Aroma ini bukan kopi biasa. Ini adalah aroma kebanggaan sekaligus aroma sebuah perubahan.
Aroma Indonesia akhirnya punya tempat di pusat kota paling ramai di Australia Selatan. Pandawa Warung Kopi Halal resmi buka.
Pembukaannya tidak pakai gunting pita biasa. Acara ini dihadiri oleh tiga tokoh penting: Prof. Dr. KH. Ma’ruf Amin (mantan Wakil Presiden RI), Dr. Siswo Pramono (Duta Besar RI untuk Australia), dan Pendekar Leonard Sondakh (Konsul Jenderal RI untuk NSW).
Kalau seorang kiai, diplomat, dan pendekar bisa kumpul di sebuah warung kopi, berarti ini bukan hanya urusan jualan makanan. Ini adalah sebuah misi.
Siapa yang berani membawa Indonesia ke kancah dunia? Tiga nama ini patut kamu ingat: Sugiarto Wijono, Lily Tenacious Wijono, dan Antonius Auwyang.
Mereka bukan pemain baru. Trio ini adalah orang-orang di balik suksesnya Pandawa Nasi Bungkus. Restoran halal yang melejit di Sydney dengan rating Google 4,9 dari lebih dari 10.000 ulasan.
Mereka berhasil membuat nasi bungkus, yang tadinya makanan sederhana, menjadi ikon kuliner yang diburu para foodies dari seluruh kota.
SMH Good Food menyebut Pandawa Nasi Bungkus sebagai ‘hidden CBD spot’. Tempat ini menyajikan 30 varian rasa dalam kemasan daun pisang yang menarik.

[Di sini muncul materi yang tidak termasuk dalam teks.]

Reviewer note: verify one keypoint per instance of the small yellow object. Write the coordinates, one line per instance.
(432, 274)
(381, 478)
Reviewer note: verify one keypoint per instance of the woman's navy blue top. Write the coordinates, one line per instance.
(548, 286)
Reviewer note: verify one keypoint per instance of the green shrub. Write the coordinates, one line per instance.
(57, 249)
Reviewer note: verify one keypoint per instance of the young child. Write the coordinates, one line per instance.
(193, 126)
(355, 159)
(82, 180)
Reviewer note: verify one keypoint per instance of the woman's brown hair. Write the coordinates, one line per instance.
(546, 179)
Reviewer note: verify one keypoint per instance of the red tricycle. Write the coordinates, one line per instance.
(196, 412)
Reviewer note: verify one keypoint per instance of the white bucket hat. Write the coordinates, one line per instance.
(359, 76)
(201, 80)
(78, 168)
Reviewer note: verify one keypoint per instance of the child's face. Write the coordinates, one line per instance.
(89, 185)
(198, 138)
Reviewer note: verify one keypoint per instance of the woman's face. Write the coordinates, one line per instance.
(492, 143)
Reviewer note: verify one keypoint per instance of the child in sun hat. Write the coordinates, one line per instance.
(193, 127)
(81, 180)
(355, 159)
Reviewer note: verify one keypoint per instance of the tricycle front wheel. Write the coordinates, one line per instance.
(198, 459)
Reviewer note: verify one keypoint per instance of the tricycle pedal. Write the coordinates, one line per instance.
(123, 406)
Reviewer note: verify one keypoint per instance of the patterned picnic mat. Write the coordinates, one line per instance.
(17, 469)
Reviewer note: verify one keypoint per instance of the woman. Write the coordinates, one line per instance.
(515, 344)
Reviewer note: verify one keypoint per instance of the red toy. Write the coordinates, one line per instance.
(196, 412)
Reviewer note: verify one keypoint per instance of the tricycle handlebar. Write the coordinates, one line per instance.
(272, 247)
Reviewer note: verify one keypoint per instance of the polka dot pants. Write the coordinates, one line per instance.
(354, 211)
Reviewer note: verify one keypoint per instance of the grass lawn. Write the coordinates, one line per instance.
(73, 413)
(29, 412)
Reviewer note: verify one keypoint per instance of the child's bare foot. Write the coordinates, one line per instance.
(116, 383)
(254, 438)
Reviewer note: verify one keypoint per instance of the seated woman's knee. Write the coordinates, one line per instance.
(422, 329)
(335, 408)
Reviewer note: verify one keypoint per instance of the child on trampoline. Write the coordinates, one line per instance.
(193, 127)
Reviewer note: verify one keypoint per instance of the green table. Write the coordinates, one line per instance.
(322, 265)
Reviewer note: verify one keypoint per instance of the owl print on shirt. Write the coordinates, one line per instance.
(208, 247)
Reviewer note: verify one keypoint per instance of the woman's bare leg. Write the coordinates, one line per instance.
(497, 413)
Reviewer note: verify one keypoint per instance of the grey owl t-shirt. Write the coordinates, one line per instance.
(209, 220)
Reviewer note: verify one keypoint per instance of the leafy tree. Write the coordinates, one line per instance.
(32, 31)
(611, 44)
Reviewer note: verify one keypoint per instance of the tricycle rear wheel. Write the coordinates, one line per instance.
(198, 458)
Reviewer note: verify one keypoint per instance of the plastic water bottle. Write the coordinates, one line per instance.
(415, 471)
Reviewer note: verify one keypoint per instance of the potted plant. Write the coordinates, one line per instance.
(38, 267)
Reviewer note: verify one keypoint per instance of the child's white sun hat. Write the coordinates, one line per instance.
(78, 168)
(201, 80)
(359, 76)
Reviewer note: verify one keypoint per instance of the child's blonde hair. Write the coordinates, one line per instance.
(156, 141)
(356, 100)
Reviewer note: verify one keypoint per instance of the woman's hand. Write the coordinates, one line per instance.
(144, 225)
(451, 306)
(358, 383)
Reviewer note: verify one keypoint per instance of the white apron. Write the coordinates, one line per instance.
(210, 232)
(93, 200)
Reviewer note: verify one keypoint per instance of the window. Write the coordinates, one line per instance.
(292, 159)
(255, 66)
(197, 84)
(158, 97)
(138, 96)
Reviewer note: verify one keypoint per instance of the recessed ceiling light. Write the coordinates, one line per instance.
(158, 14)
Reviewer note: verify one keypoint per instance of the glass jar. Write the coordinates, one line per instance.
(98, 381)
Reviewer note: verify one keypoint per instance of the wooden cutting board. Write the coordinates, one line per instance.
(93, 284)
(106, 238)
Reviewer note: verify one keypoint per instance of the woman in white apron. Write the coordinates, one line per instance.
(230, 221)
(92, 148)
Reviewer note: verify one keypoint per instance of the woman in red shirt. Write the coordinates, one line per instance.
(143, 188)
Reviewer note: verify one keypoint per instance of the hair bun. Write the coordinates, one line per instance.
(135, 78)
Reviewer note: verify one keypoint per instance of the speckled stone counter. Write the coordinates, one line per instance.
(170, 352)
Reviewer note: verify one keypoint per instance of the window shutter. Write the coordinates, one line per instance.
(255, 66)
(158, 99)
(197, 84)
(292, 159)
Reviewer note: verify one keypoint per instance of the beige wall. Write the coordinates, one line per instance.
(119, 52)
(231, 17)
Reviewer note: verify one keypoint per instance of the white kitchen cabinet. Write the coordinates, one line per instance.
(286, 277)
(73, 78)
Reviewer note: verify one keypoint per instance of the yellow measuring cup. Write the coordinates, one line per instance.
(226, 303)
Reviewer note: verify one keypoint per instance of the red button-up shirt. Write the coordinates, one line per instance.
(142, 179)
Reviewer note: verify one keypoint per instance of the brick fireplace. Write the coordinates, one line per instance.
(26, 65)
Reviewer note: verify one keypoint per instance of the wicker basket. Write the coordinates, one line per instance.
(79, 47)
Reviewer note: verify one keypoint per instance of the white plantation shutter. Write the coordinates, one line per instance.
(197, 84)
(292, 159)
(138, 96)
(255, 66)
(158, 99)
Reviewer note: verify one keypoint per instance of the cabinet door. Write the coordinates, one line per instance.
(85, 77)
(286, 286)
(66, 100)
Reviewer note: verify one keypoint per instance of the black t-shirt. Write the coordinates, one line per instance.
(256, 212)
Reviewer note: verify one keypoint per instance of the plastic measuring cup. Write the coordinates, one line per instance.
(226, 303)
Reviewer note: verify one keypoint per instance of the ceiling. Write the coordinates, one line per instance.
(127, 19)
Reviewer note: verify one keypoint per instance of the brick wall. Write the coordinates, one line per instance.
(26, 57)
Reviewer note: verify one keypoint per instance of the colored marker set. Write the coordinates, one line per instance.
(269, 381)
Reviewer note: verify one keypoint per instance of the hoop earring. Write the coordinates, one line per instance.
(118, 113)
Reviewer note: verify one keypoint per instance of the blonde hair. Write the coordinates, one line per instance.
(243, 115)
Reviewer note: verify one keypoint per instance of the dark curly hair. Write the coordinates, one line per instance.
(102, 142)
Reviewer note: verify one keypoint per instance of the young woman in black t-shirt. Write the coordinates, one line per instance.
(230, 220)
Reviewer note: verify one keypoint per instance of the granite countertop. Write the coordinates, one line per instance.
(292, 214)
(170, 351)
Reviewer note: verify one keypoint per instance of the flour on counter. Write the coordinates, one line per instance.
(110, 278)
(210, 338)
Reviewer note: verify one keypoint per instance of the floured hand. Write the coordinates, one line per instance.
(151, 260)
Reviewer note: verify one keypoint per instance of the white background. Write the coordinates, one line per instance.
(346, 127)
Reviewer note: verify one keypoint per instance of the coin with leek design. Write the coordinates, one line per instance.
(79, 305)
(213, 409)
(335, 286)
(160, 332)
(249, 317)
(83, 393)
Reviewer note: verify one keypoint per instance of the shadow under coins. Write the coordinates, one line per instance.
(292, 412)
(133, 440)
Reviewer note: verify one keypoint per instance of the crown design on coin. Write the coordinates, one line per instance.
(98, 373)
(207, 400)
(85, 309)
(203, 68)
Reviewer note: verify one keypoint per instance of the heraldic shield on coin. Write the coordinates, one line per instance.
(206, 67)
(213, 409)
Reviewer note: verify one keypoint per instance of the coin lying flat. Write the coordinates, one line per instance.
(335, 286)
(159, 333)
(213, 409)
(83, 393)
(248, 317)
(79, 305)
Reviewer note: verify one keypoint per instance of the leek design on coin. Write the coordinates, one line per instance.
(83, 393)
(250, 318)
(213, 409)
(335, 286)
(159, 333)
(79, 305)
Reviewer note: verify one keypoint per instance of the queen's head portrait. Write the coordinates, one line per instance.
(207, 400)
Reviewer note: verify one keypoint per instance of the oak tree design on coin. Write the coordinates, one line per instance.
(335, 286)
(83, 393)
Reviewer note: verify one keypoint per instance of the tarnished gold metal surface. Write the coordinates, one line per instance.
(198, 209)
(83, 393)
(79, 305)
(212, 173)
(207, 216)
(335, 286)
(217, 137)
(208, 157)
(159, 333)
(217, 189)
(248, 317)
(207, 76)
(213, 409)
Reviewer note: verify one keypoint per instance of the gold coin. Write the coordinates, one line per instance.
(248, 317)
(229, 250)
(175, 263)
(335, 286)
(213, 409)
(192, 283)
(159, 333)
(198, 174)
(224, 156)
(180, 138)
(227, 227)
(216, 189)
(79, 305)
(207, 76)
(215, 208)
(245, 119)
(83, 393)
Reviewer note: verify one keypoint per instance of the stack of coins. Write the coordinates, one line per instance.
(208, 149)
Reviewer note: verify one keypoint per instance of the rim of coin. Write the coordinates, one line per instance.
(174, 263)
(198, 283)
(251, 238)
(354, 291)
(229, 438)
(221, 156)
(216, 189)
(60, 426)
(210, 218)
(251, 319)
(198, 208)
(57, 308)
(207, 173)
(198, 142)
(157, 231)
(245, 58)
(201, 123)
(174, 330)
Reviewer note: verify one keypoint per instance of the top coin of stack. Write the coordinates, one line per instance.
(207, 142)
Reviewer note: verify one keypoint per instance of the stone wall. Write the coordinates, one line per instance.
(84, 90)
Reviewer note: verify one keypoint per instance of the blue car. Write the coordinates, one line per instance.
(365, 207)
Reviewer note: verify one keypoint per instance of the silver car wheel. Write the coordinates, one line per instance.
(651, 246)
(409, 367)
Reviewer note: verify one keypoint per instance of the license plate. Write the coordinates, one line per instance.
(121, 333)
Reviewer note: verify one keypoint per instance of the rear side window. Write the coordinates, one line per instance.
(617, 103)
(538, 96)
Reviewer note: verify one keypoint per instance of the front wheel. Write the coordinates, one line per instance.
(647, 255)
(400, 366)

Sekarang, setelah berhasil memikat perut orang Sydney dengan nasi bungkus, mereka melanjutkan rencana besarnya: dari urusan perut, ke urusan hati, lewat secangkir kopi.
Dari Nusantara untuk Dunia
Harus diakui, banyak kedai kopi di Sydney. Tapi berapa banyak yang benar-benar membawa jiwa Indonesia dalam setiap tegukan?
Pandawa tidak main-main. Mereka menyediakan kopi Arabika spesial pilihan yang langsung didatangkan dari Indonesia. Indonesia sendiri sudah memproduksi kopi sejak abad ke-17, waktu Belanda pertama kali membawa biji kopi Yaman ke Jawa.